Are You Ready to Teach Secondary Mathematics in the 21st Century?: A Study of Preservice Teachers’ Digital Game Design Experience
Source: Journal of Research on Technology in Education, Vol. 45, No. 4, pp. 309–337, 2013
(Reviewed by the Portal Team)
This case study investigated preservice teachers’ perceptions of digital games and their experiences designing and building an educational digital game.
In this study, the authors sought to understand enactivism by applying the theory to practice and demonstrating a successful implementation of enactivism in a teacher education classroom.
By adapting enactivist approaches, they have created a learning world that incorporates complex real-world problems while giving learners great freedom of exploration.
They were also concerned with the knowledge and reasoning skills that preservice teachers incorporate into their games.
Further, they investigate the 21st century skills involved in the game design and implementation process.
Method
The participants of this study were first-year students at a university in western Canada enrolled in a secondary mathematics methods course as part of their after-degree bachelors of education program.
A total of 21 teachers (10 males and 11 females) in the class participated.
Three sets of data were collected: open-ended pre- and post-surveys, games created, and follow-up interviews with selected participants.
Among various positive outcomes, the most significant finding is that the enactivist learning world created rich opportunities for teachers to develop into problem solvers through perseverance.
In typical classrooms, including preservice classrooms, students do not often show perseverance when solving a problem.
Instead, they often give up relatively easily and wait for the correct answers, for various reasons.
There is no need for the student to understand the steps or how to solve the problem, but simply to follow the step-by-step procedure.
All these push students, including preservice teachers, into becoming impatient problem solvers who lack initiative, perseverance, and retention and have an aversion to word problems.

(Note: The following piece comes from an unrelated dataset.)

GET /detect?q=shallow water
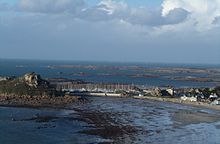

In this enactivist world, the authors have intentionally provided rich opportunities for the teachers to explore freely, engendering self-initiative and eliminating the crutches that give them excuses to give up.
In this world, teachers have designed games in different programs that the instructor is not an expert in.
Thus, no longer can students rely on someone else to provide answers. In addition, self-initiative is encompassed in the process.
When teachers overcome the problems, the result is a functional game that they can share with others with excitement and pride.
In this study, allowing the teachers to struggle through their difficulties resulted in the discovery of their creativity and confidence.
Teachers in this study demonstrate all the 21st century skills through the game design and building experience.
Teachers learning in such an enactivist world changed their perceptions.
The creative process of designing games forced them to move out of their comfort zones, demonstrating that they were capable of making fun and interesting games.
Such realization of their creativity may consequently help teachers foster their own students’ creative thinking.
Learning in such an enactivist world has impacted teachers positively in various ways, from changed perception to the demonstrated 21st century skills.
From the enactivist perspective, it would be difficult to teach someone else a skill that was not currently embodied or experienced by the teacher.
As such, providing teachers with experiences of exercising 21st century skills may help them better facilitate these skills in their future classrooms.
In this enactivist learning world, teachers are the agents of their own learning: they determine their own role in the process and choose their own way of interacting with the software, colleagues, and players.
One of the few requirements is the games’ focus on algebra.
Focusing on algebra, teachers were forced to be creative in both the delivery format (digital game) and the problems.
By experiencing this challenge, teachers became better equipped to challenge students’ preconceived notions of algebra.
This study shows that teachers require support to make the leap from worksheets to richer problems and problems that connect to the real world. Having teachers develop their own games is a positive move.
Additional guidance in developing rich problems and using these problems in the classroom would further benefit teachers in this area.
This process helped and even forced them to take initiatives, to persevere, and to be creative in finding workable solutions.
Two important strategies proved to be effective:
First, collaboration in various ways was highly recommended. Teachers were allowed to work in small groups and were encouraged to help each other within their own groups and across teams.
Second, upon observing the negative feeling among a few teachers, the instructor designed a class activity exploring the pros and cons of this project. Interweaving pedagogical discussion with game design, the instructor asked the teachers to generate their own lists of advantages and disadvantages of game design in mathematics learning.